Manca solo We per raggiungere la perfezione, ma ci accontentiamo. Fino a questo momento, e lo rimarrà dopo la delusione NOFX (spoiler!), miglior live della giornata.

A questo punto ceniamo vegan e iniziamo ad accusare viaggio e giornata. Cerchiamo un posto a sedere mentre l’area inizia pericolosamente a ricordare alcune zone di Corsico, in termini di degrado, ma con più ubriachi. Beviamo qualche birra pure noi insieme alla crew trentina per non sentirci fuori luogo e ci prepariamo a vedere i NOFX.

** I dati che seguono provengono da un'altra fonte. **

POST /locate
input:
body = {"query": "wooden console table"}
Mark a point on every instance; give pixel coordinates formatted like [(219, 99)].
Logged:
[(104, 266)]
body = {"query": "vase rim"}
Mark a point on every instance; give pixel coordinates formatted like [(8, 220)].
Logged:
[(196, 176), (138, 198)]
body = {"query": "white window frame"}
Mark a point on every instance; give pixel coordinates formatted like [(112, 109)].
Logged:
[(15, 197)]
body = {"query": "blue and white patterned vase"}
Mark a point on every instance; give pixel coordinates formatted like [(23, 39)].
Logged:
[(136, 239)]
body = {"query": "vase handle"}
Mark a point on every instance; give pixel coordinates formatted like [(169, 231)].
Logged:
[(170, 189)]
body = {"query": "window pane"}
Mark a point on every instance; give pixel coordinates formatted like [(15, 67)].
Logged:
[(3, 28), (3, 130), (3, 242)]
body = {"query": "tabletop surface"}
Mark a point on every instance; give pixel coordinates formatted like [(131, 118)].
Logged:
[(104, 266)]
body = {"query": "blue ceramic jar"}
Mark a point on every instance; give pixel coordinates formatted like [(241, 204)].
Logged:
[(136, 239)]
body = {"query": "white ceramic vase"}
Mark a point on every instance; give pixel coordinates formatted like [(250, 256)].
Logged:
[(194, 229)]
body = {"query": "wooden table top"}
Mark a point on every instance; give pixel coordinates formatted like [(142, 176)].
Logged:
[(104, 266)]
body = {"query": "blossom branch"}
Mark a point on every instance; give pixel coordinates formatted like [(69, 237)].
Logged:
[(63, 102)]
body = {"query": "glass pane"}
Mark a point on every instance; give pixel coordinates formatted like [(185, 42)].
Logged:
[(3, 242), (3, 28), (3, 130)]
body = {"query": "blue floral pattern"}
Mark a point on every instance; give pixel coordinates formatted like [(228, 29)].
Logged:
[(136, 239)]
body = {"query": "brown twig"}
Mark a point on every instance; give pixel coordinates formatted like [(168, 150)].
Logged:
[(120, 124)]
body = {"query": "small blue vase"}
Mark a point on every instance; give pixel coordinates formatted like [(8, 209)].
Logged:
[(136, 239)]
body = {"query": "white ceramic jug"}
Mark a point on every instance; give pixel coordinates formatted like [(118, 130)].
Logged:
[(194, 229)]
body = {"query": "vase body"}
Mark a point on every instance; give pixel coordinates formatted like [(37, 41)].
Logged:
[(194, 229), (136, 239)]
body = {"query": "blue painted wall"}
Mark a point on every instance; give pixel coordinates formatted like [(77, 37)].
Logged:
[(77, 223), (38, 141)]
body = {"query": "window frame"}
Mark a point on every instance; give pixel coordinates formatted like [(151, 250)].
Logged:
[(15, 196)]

Per il ventennale di Punk in drublic, la band dovrebbe eseguirlo tutto, cosa che farà, ma alternando i pezzi, in ordine casuale, con i soliti interminabili monologhi che, vuoi la stanchezza, vuoi il pienone mai visto e vuoi anche che ormai sarà la decima volta che li vedo, iniziano a rompermi i coglioni da morire.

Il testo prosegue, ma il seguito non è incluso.